The dependencies should be resolved using Dependency Injection with a container such as Unity, Ninject, StructureMap or something similar...

JTech
  • 3,420
  • 7
  • 44
  • 51
0

You could create a workflow service that contains the actual logic to look up the information and send the mail using the existing services.

This service is then called from your HouseController. You could use the service directly as a class library or expose it as a WCF service; but it depends on your requirements.
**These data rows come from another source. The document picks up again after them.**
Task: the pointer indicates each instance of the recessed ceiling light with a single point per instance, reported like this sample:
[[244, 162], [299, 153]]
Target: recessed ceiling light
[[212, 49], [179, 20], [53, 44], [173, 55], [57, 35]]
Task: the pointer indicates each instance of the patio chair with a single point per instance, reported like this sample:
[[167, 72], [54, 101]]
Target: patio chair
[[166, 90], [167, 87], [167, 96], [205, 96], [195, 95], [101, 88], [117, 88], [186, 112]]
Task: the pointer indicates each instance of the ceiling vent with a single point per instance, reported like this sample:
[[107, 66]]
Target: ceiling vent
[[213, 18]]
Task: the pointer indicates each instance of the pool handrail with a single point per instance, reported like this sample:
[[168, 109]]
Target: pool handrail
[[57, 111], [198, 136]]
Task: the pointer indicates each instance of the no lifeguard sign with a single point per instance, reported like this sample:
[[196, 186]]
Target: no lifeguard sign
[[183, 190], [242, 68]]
This way your entity services remain loosely coupled, and all of your cross-service logic is in a dedicated component.

L-Four
  • 13,345
  • 9
  • 65
  • 109
  • By service I meant service layer, the design pattern: http://techbrij.com/generic-repository-unit-of-work-entity-framework-unit-testing-asp-net-mvc Here is example of it. – Marti Markov Jan 28 '15 at 10:22
0

As I was looking for best practices since past couple of days in ASP.Net MVC and I concluded that our services should contain all business logic ( using repositories of different domain models) and expose public methods that are accessible by controller.
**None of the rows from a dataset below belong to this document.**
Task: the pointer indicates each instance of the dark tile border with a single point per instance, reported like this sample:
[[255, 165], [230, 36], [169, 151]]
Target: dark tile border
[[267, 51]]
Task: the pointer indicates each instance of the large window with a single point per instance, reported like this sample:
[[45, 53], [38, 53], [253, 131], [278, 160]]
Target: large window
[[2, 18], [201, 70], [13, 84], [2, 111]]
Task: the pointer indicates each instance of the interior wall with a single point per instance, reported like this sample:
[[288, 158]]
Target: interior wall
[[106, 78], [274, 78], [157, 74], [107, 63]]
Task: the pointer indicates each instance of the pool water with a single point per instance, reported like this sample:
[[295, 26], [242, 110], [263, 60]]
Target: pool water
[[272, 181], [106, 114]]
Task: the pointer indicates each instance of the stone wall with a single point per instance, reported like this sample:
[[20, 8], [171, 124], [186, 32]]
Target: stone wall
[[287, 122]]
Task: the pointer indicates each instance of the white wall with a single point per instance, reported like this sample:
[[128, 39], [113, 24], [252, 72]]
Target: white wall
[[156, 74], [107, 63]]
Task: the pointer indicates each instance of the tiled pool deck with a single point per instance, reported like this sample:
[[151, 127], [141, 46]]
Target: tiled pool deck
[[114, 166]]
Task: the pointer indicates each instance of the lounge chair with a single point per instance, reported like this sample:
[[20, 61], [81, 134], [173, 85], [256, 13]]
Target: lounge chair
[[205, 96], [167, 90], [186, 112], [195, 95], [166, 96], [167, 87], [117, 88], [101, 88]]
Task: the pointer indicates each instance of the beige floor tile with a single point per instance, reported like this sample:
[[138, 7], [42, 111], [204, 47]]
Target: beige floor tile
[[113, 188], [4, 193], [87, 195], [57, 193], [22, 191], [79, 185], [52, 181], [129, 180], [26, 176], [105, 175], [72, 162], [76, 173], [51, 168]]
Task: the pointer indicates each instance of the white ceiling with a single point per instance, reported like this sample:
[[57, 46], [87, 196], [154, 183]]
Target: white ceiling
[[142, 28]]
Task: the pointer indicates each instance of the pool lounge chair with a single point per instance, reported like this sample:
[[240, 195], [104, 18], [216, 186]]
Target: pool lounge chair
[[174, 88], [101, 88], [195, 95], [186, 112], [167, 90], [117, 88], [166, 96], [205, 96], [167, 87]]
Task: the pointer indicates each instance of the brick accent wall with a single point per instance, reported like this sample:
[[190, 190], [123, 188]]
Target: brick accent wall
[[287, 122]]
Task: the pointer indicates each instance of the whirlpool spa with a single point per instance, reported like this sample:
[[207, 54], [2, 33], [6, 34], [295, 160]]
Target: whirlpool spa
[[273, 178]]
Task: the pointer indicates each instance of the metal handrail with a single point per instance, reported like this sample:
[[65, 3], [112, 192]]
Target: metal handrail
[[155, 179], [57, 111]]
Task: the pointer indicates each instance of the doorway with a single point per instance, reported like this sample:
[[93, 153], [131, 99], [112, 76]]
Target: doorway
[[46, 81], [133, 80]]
In your case you should create a new service and put the whole logic of calculation and sending email in a method of that service. So that your service will work like a black box. Other developers (who work on your project) don't need to know that how thing are managed in that method. All they need to know is to call that method with required parameter and handle response.

Ankush Jain
  • 5,654
  • 4
  • 32
  • 57
  • Yes but the question then is what is the best place for that? It could go in either House or User. And I gave a very simple example. The actual problem involves 7 or 8 different services. The point is that I don't want to duplicate code at all. So if I put it in one service I will have to duplicate at least one method from the other service, which is why I was looking into the Mediator pattern. – Marti Markov Jan 28 '15 at 10:24
  • In that case you can move your method in repository and call that method from repository in both services. Concern is that a service method should not call it's own service method or other service methods, It should only call repository methods. This is what i concluded when i was building an architecture and though of such issue. This is totally what i think, May be there are some better solution. – Ankush Jain Jan 28 '15 at 10:51
  • Yeah but adding the code to send emails... I don't know, it doesn't seems like the best practise to put it in repository which is used to save them to the database. The way I'm using the repository is to save or get stuff from the db. Do you think this is correct? – Marti Markov Jan 28 '15 at 18:15
  • Yes you are right. Repositories should be only used for database operations. But while we make a web-application there may be lots of functionality which is common to every application. So I would suggest to make a class library for such tasks like sending mails. – Ankush Jain Jan 29 '15 at 07:09
0

Just create HouseServiceFacade that contains the services you need. In this facade you can put all methods for the controller.